Haugen, a fierce defender of transportation interests, has long taken the position that fuel taxes are protected by the 18th amendment to the state constitution, a 1944 provision that says fuel taxes must be reserved for highway purposes. In previous years, she has opposed the environmental community’s efforts to use the oil tax to fund stormwater cleanup efforts on Puget Sound. Under the governor’s plan, some of the total $3.7 billion raised would have gone for that purpose.
Haugen noted that the tax-versus-fee question really isn’t her call. If the proposal were to come up on the floor of the Senate, Lt. Gov. Brad Owen would be asked to rule whether the oil-barrel charge is a fee or a tax. But by the definitions he has offered in the past whenever the question has come up, it’s clear that the concept would fail.
“I really think that’s what the ruling would be,” she said. “That’s one reason why – and then we have the 18th amendment.”
Haugen said there is one other big problem. “I don’t have the votes,” she said. “I know how to count.”
No Support From Republicans
At the transportation hearings last week, the only supportive testimony came from labor and the Associated General Contractors. Other business interests said no to the barrel tax, and even local-government associations admitted their memberships were split. Those from the northern Puget Sound counties where oil is refined are loath to do anything that might lead their biggest employers and tax generators to close refineries and shift business out of state.

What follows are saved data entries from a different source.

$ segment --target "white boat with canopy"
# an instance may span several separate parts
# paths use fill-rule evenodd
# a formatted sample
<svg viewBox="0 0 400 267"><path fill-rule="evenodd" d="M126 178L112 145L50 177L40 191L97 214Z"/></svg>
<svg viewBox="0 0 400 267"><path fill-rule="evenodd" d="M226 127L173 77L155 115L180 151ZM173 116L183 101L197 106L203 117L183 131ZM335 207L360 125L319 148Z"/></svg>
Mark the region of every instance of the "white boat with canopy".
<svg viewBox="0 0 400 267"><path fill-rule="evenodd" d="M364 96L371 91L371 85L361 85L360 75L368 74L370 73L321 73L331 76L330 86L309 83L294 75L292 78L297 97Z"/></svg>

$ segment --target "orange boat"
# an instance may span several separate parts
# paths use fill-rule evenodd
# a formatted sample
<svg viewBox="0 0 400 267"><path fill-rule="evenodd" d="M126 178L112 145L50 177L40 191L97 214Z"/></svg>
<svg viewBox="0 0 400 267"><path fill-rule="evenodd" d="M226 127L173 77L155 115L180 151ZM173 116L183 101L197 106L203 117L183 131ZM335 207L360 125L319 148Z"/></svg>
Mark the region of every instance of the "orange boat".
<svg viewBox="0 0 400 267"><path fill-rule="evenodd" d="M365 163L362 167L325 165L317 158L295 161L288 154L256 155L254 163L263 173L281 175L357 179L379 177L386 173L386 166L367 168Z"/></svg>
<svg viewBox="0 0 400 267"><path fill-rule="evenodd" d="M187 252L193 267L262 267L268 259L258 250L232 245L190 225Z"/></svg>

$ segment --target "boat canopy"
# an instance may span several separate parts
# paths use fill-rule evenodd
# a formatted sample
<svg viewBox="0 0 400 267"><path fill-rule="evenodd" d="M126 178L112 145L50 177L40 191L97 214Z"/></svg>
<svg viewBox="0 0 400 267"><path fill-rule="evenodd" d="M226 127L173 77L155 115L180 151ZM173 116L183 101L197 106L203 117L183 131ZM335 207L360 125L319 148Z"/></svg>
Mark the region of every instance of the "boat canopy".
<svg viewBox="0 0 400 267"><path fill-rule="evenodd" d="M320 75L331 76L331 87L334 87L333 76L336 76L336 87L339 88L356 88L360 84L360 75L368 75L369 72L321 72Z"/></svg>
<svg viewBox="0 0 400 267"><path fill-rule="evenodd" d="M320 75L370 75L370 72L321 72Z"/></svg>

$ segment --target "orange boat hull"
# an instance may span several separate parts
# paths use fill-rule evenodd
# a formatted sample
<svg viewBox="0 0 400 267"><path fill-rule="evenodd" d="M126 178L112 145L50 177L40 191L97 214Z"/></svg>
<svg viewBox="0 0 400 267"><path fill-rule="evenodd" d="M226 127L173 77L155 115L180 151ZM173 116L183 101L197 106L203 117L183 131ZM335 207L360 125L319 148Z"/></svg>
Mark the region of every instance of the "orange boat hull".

Can a transportation plan be put over when transportation interests themselves are divided? “No,” said Republican leader Hewitt. “I hate to be so clear, but I don’t think so.”
And he’s equally clear on the barrel tax. “The barrel ‘fee’ is dead,” he said. “I don’t think you’re going to see anything on the barrel fee. That’s my sense. No one is even talking about that any longer.”
Constitutional Amendment Proposed
What does that leave? Gregoire’s transportation plan didn’t depend entirely on the oil-barrel tax. Only $2.75 billion of the money came from that source. The rest of it came from increased license and truck-weight fees, and those elements might survive. At the same time, Haugen has introduced a measure that would permit local governments to impose local gas taxes of up to three cents a gallon – one way to finance local road-improvement projects.
Gregoire spokeswoman Karina Shagren said, “The governor has made it clear – we can’t wait until our roads, bridges and ferries are falling apart to fix them. She and her staff will continue to meet with lawmakers to express the importance of new revenue to maintain our transportation infrastructure.”
Meanwhile, there’s a sign that oil-barrel taxes will remain a subject of debate this session. In the House Thursday, Reps. Mike Armstrong and Judy Clibborn, the Republican and Democratic transportation leads, introduced a constitutional amendment that would restrict any oil-barrel taxes to highway purposes. House Joint Resolution 4228 can be seen as a way to block the environmental lobby’s long-running effort to tax “big oil” for Puget Sound cleanup. The proposal has been a subject of debate in the Legislature since 2009.
But there’s another way of looking at it. The measure also would establish a framework under which by-the-barrel oil taxes could be levied.
Because the measure would be offered as a constitutional amendment, voter approval would be required in November.